Depois de décadas em que nossa política não perdeu uma só oportunidade de perder oportunidades, parece haver indícios de que os brasileiros aprenderam algumas lições, entre elas a de que a cláusula constitucional da igualdade perante a lei jamais conseguiu pular daquele robusto livro de contos fantasiosos da carochinha para a vida. Com o aval popular crescente a essa percepção, muitas falácias que entupiam os canos do progresso foram derrubadas, entre elas a que dava margem a aceitar como normal a existência de duas categorias de cidadãos: os comuns e os privilegiados e, dentre estes, o funcionalismo público.

Bem mais do que doutrinas ou ideologias, a situação de penúria do país e das três esferas de Estado não permite mais sustentar privilégios de qualquer natureza e, portanto, é preciso abandonar a versão tupiniquim da doutrina de Abraham Lincoln, a do governo dos funcionários, pelos funcionários e para os funcionários. É uma necessidade que se impõe por todos os critérios: o da justiça, o da igualdade frente à lei, o da moral, o do bom senso e o mais objetivo e frio deles, que é o da contabilidade. Mas a categoria dos privilegiados, municiada pelos arautos das “desigualdades”, que gostam de ser chamados de “progressistas”, como sempre, resiste.

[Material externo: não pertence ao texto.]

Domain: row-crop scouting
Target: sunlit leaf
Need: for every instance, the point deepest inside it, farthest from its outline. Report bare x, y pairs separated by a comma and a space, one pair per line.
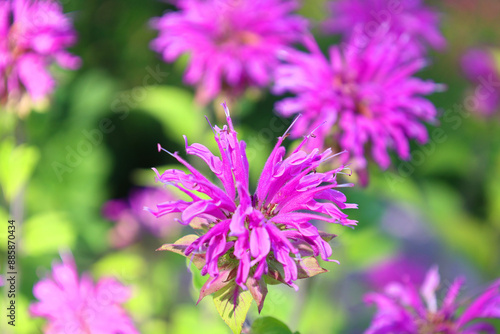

Sim, austeridade para todos, exceto para meus amigos e para mim...

O momento impõe a todos os brasileiros que puxem o lápis da orelha, façam contas e apertem o cinto

Frente ao realismo imposto pelas magérrimas vacas, o governo paranaense apresentou o PLC 9/2019, que pretende extinguir as licenças especiais dos servidores públicos do Executivo e Legislativo (o Judiciário, amparado pela Lei 16.024/2008, permanece imune a qualquer tentativa de austeridade). Caso o PLC seja aprovado, as mudanças valerão apenas para os funcionários já em serviço; para os novos contratados não haverá mais esse tipo de licença.

Alguns argumentos em favor da manutenção do privilégio das licenças especiais chegam a ser infantis, como o de que ele permite que os funcionários se matriculem em cursos de aperfeiçoamento e capacitação, por não levar em conta que os órgãos podem liberá-los para os cursos mesmo na ausência do benefício. Outro deles, o de que os servidores não recolhem FGTS e por isso, em caso de aposentadoria ou exoneração, são privados do fundo de reserva que seria garantido pela remuneração ganha durante as licenças, parece endossar como virtude o mau hábito de gastar tudo o que se ganha durante a vida, enquanto consagra como direito a remuneração pródiga na velhice. Só falta mesmo tratarem esforços de poupança individuais como vícios...

Há poucos dias, o governo estadual recuou e está propondo alterações no projeto de lei original, como a de criar no lugar do benefício a ser extinto uma “licença-capacitação”, em que os funcionários com cinco anos consecutivos de serviço poderão tirar três meses de licença remunerada, desde que comprovem que fizeram os tais cursos de aperfeiçoamento.

O momento impõe a todos os brasileiros que puxem o lápis da orelha, façam contas e apertem o cinto, providência bem desagradável, mas que nos foi forçada pela descomunal irresponsabilidade de sucessivos governos anteriores, em municípios, estados e no âmbito federal. Assim, tentativas de manter privilégios são absolutamente indefensáveis porque, além de arrastões fracassados contra a contabilidade, são acometimentos despudorados contra a moralidade. Licenças especiais, queiramos ou não, são privilégios e ofensas às gerações futuras.

Ubiratan Jorge Iorio é economista e diretor acadêmico do Instituto Mises Brasil.